2000 yılının Haziran ayında Hoca’yı ziyaret etmiş ve kendisiyle bir mülakat yapmıştım. Edep numunesi, hayâ timsali bir muallimdi. Rahatsız olduğu için ayaklarını uzatmak zorundaydı. Buna rağmen benim gibi torunu yaşındaki birinden özür dileme nezaketini göstermişti. O gün Âkif, Bediüzzaman, Tahirü’l Mevlevî, Muzaffer Ozak, Necip Fazıl, Yahya Kemal, Ârif Nihat Asya ve Âsaf Halet Çelebi hakkında sorular sormuştum. Hatıralar eşliğinde beni aydınlatmış, insanoğlunun ezelî ve ebedî macerasını anlatmıştı. Yaratıcının sanatını, hilkatin sırrını, canlıların hikmetini fısıldamıştı usulca. Bir tefekkür ummanına dalmıştım o gün. Hayatıma değer katan 9 sayfalık zarif mülakat, Kelam ve Kalem kitabımda yer aldı.
Geçen gün Hayat Nur Artıran Hanımefendinin hazırladığı Şefik Can Hatıralar isimli eser elime ulaşınca hudutsuz sürura gark oldum. Bir mana erinin feyizli sözlerini, ibretli hatıralarını ve hikmetli tavsiyelerini okuyacak, istifade edecektim. Kitap, haftalar boyunca elimden düşmedi. ‘Nehir sohbet’ kitabı. Merhum büyüğümüzün hayatının özü, usaresi âdeta bu kitapta vücut bulmuş. Tabii ömrünün büyük kısmını Can Hocanın yanında geçiren talebesi Nur Hanımefendinin sualleri çok güzel, Hazretin cevapları ise muhteşemdi.
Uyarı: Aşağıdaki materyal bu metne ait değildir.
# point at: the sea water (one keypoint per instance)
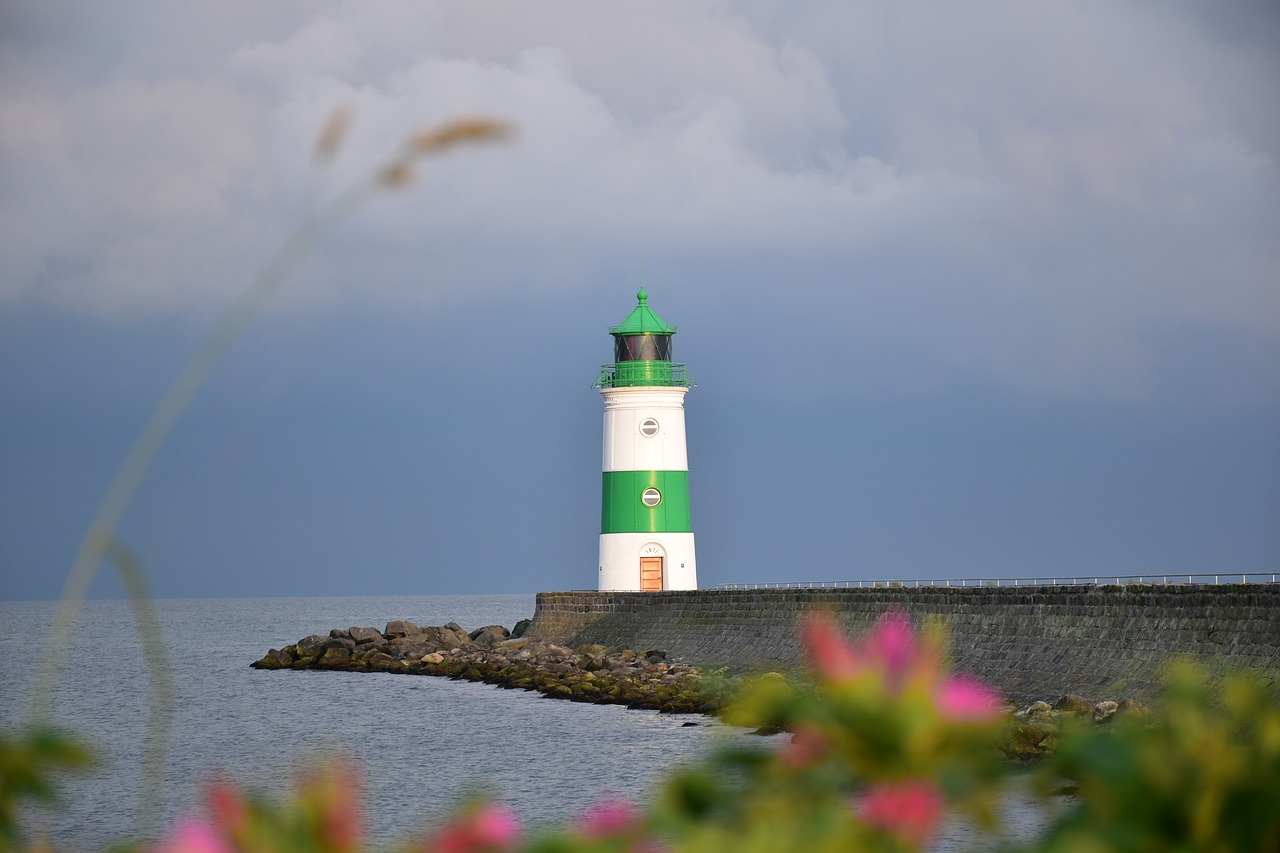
(423, 744)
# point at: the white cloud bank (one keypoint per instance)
(1084, 174)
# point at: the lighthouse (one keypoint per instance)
(647, 541)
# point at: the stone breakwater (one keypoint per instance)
(603, 675)
(1029, 642)
(589, 673)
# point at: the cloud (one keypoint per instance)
(1042, 195)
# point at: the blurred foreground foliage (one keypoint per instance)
(882, 748)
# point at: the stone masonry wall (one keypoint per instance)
(1031, 642)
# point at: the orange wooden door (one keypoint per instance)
(650, 574)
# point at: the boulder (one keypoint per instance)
(334, 656)
(365, 635)
(446, 637)
(1037, 710)
(1127, 707)
(497, 633)
(401, 628)
(1073, 705)
(312, 646)
(412, 647)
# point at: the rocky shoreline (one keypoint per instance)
(594, 674)
(604, 675)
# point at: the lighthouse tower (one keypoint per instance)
(647, 542)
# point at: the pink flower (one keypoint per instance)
(608, 817)
(892, 646)
(227, 806)
(488, 828)
(195, 836)
(963, 698)
(909, 810)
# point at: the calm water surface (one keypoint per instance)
(424, 743)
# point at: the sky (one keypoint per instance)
(968, 290)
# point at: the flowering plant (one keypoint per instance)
(881, 748)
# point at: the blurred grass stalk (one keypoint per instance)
(100, 539)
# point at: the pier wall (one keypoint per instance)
(1031, 642)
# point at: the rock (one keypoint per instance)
(488, 635)
(1038, 710)
(411, 647)
(334, 657)
(1073, 705)
(312, 646)
(401, 628)
(365, 635)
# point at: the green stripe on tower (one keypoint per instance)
(622, 502)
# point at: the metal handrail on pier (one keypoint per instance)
(1074, 580)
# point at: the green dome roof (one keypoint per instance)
(643, 320)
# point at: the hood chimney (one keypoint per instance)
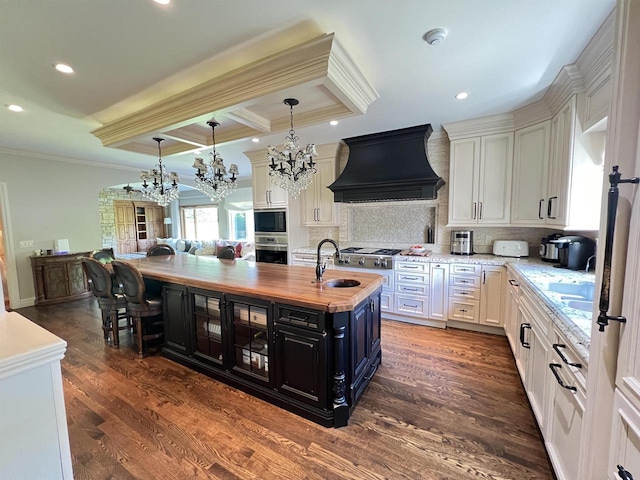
(387, 166)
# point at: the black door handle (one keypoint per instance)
(623, 474)
(553, 367)
(557, 347)
(522, 328)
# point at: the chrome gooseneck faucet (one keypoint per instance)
(320, 267)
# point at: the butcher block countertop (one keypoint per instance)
(293, 285)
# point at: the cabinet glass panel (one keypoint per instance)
(250, 339)
(208, 321)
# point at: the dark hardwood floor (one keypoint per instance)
(445, 404)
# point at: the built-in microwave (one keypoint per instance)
(270, 221)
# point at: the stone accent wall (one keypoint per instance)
(106, 198)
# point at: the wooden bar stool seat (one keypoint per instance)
(142, 306)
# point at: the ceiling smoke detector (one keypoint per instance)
(435, 36)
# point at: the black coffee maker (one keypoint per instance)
(574, 251)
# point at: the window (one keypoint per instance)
(241, 225)
(200, 222)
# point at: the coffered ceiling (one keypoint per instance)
(145, 70)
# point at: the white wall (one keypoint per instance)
(51, 199)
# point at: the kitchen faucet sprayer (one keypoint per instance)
(320, 267)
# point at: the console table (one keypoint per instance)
(59, 278)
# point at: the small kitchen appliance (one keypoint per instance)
(462, 242)
(511, 248)
(549, 249)
(574, 251)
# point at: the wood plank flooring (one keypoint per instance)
(445, 404)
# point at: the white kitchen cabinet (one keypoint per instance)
(438, 291)
(464, 292)
(567, 407)
(492, 295)
(318, 208)
(530, 173)
(574, 179)
(480, 180)
(265, 193)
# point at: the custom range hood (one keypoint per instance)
(388, 166)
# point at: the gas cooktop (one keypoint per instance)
(371, 251)
(374, 258)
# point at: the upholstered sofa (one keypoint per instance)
(243, 250)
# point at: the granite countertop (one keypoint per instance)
(574, 323)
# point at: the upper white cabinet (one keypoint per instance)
(480, 180)
(317, 206)
(530, 167)
(574, 180)
(265, 193)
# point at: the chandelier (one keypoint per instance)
(210, 179)
(292, 168)
(163, 188)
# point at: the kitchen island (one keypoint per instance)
(271, 330)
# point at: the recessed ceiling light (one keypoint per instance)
(64, 68)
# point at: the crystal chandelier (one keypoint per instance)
(163, 188)
(292, 168)
(210, 179)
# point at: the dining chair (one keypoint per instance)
(142, 305)
(111, 300)
(160, 249)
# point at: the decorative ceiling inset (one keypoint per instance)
(247, 101)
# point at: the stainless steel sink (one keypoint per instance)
(341, 283)
(582, 290)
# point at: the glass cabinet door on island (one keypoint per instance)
(210, 328)
(249, 320)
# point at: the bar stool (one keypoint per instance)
(111, 300)
(141, 305)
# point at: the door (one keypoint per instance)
(496, 163)
(465, 171)
(301, 368)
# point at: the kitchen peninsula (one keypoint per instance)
(271, 330)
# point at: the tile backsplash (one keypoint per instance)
(403, 223)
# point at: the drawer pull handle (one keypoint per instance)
(553, 367)
(524, 326)
(557, 347)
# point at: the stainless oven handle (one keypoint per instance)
(271, 247)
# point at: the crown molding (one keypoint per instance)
(568, 82)
(500, 123)
(55, 158)
(531, 114)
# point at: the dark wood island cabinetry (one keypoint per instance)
(305, 347)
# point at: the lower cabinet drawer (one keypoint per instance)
(464, 310)
(411, 305)
(412, 288)
(464, 293)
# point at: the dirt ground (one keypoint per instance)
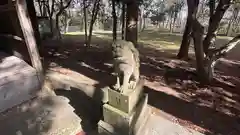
(172, 85)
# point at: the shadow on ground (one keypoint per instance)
(172, 84)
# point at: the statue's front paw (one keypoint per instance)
(132, 85)
(121, 89)
(116, 87)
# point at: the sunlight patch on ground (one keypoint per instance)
(75, 33)
(161, 44)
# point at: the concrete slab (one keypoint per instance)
(157, 125)
(49, 115)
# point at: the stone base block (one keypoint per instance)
(126, 101)
(105, 128)
(127, 123)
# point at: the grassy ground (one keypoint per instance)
(173, 88)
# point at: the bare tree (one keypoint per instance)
(131, 22)
(114, 20)
(95, 10)
(192, 11)
(62, 6)
(214, 23)
(49, 5)
(123, 20)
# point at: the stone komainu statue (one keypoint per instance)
(126, 65)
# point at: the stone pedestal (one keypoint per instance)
(125, 113)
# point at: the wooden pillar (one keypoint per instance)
(29, 37)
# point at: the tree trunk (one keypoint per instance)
(211, 7)
(170, 24)
(58, 33)
(131, 22)
(67, 25)
(229, 28)
(192, 12)
(167, 23)
(123, 21)
(34, 21)
(198, 31)
(40, 7)
(62, 8)
(94, 17)
(114, 30)
(85, 21)
(144, 24)
(214, 24)
(233, 19)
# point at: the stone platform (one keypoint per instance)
(125, 113)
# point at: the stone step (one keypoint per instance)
(49, 115)
(18, 81)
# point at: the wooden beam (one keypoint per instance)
(28, 34)
(6, 8)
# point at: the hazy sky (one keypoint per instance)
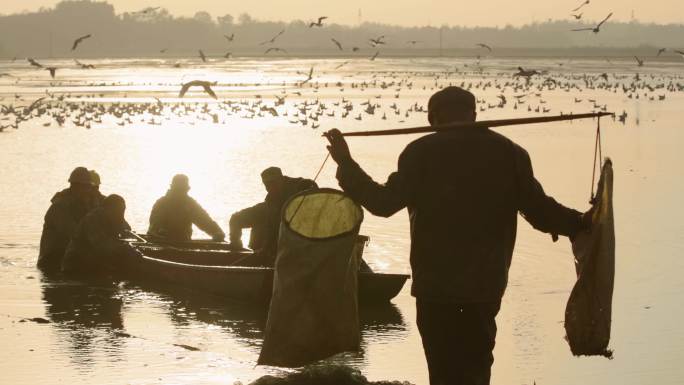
(404, 12)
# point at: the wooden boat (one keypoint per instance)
(213, 268)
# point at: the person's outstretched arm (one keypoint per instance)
(246, 218)
(382, 200)
(539, 209)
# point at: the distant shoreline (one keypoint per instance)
(648, 53)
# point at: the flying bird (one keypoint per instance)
(33, 105)
(580, 6)
(34, 63)
(525, 73)
(318, 23)
(309, 76)
(485, 46)
(596, 29)
(79, 40)
(275, 49)
(146, 11)
(84, 66)
(342, 64)
(199, 83)
(377, 41)
(337, 43)
(273, 38)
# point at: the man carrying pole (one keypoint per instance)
(463, 189)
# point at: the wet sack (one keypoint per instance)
(588, 311)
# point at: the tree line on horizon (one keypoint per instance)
(49, 32)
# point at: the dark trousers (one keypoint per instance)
(458, 340)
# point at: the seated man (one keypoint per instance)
(95, 248)
(68, 207)
(174, 214)
(95, 180)
(264, 218)
(98, 197)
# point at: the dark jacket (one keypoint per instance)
(463, 191)
(61, 219)
(174, 214)
(264, 218)
(95, 247)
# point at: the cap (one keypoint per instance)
(271, 173)
(452, 98)
(80, 175)
(94, 178)
(180, 181)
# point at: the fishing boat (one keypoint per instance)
(213, 268)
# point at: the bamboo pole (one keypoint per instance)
(480, 124)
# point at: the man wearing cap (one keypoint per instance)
(96, 248)
(98, 197)
(174, 214)
(463, 190)
(264, 218)
(68, 207)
“Sertarik Mesnevîhân Şefik Can Dede”nin hatıraları, kutlu bir ömrün aynası. Mektep yılları, askerlik dönemi, evlilik safhası ve bütünüyle hayatı önümüzden nehir gibi akıp gidiyor. O kadar kıymetli ulemanın, ediplerin ve münevverin ismi geçiyor ki… Bir bakıma 20. Yüzyıl Türkiye’sinin irfan haritası önümüze seriliyor. Mehmed Âkifler, Arif Nihat Asyalar, Tahirü’l Mevlevîler, Neyzen Tevfikler geçit resminde. Merakın ötesinde tecessüs sahibi olan Şefik Hocamız, askerlik gibi disiplinli bir mesleği seçtiği hâlde sağdan, soldan ziyaret etmediği meşhur kalmamış gibi. İbnülemin’den Münevver Ayaşlı’ya, İsmail Hâmi Danişmend’den Hüseyin Hilmi Işık’a kadar cemiyette sevilmiş, sayılmış ve hizmeti olmuş birçok aşina isim önümüze çıkıyor. Onlara dair ufuk açıcı, düşündürücü hatıralar bahçesinde dolaşıyoruz. Tasavvufun inceliklerine vakıf olan büyüğümüz, dünya insanı olarak kabul edilen kişilerle de irtibatını, selamı sabahı kesmemiştir. Tebliğini son ana kadar devam ettiren ve hiç kimseden ümidini kesmeyen bir şefkat kahramanından söz ediyorum. Meçhul meşhurları bilinmeyen taraflarıyla bize tanıtan eserde peşin hükümlerimizden uzaklaşıyor, hakikate ulaşmak için bir çabanın içine giriyoruz. Bir ayağı tasavvufta olan, bir ayağı ile yeryüzünü dolaşan ‘dünya ve ahiret adamı’nın kâinatı rengârenk.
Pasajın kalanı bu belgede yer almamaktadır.